Accumulating the research and expertise of over 10 years, a Japanese zoologist heads to the Ogasawara Islands in search of giant squid. His expedition is joined by a team of scientists from around the world, and a film crew that utilized two state-of-the-art submersible vessels and special ultrasensitive, high-definition cameras for deep-water use. After 100 dives totaling 400 hours, the team finally encounters the shimmering beauty of a giant squid. We hope that this program inspires people’s intellectual curiosity by showing what they have never seen before using the latest scientific studies and state-of-the-art technologies.

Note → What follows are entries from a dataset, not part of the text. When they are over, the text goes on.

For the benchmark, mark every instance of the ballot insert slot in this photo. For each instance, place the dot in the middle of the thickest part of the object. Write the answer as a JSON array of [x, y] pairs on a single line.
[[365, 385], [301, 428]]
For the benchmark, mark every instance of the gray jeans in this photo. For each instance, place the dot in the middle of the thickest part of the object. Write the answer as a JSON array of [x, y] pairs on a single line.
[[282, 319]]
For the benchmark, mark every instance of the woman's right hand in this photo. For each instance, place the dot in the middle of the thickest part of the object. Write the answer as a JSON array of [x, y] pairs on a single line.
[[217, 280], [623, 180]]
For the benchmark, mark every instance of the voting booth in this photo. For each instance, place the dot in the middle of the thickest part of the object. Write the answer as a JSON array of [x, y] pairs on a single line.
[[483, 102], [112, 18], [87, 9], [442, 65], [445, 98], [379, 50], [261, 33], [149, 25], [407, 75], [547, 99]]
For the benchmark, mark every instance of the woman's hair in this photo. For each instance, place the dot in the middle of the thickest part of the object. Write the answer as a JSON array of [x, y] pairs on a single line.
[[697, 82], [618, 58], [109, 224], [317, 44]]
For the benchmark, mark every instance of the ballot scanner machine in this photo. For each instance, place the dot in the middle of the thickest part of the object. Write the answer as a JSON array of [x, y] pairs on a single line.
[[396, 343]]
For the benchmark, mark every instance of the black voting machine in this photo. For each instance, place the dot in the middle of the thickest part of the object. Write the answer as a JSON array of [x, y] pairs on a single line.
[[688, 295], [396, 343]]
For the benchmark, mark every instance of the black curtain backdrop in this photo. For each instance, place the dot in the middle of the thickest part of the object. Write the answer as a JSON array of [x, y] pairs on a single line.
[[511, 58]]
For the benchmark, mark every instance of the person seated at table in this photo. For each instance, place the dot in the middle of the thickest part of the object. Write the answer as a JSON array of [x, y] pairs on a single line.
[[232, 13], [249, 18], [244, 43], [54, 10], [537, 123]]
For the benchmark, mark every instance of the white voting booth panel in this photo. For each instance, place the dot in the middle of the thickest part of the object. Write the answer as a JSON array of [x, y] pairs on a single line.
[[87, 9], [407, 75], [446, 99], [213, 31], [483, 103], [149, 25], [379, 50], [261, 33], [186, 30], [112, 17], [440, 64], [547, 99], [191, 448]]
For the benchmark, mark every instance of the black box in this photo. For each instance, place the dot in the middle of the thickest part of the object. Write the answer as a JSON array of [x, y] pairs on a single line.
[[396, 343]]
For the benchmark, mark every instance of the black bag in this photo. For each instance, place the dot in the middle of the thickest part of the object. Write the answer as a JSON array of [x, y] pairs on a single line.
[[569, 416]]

Nonfiction W : Yonghi Yang

  • Entering organization:WOWOW INC.
  • Japan
  • TV /Film/Video

A Japanese movie called “Our Homeland” was released to the public in August 2012, describing how an elder brother, who moved to North Korea in the process of “Go Home Project”, was separated by the government and its power of politics from his family remaining in Japan in 1970’s. Yonghi Yang, who is a second generation North Korean living in Japan, was in charge of script-writing and direction of this movie. “Our Homeland” was screened at overseas movie festivals and significantly well received all over the world and selected as candidate representing Japan for the Foreign Language Film at the 85th Academy Award.
In this program, we have been closely following her life, who is a second generation North Korean living in Japan, set herself to a story film for the first time and became a director to the movie representing Japan. This movie was broadcasted not only in Japan, but also in other countries with a history of divided nation, especially in Korea, German, Estonia, etc. We are in the program focusing on how she and her movie were interpreted and accepted in those countries, and trying to identify the origin of her movies and what she is heading for in the future.

Shocking Exposures

  • Entering organization:Swedish Educational Broadcasting Company (UR)
  • Sweden
  • TV /Film/Video

Shocking Exposures is a programme series about images that changed science and the world forever. The programme focuses on some of the most important images in the history of the discipline, showing and exploring authentic photographs, illustrations, sketches and video footage. Shocking Exposures is a narrator-driven odyssey around the world on the hunt for the places where these iconic pictures were taken. Interviews with experts are interwoven with dramatizations that bring the events of the time to life, coupled with animations that help explain widely differing concepts such as quantum physics, continental drift and heredity. The story is told in short 9 minutes segments, optimized for educators as audiovisual introductions in the class room.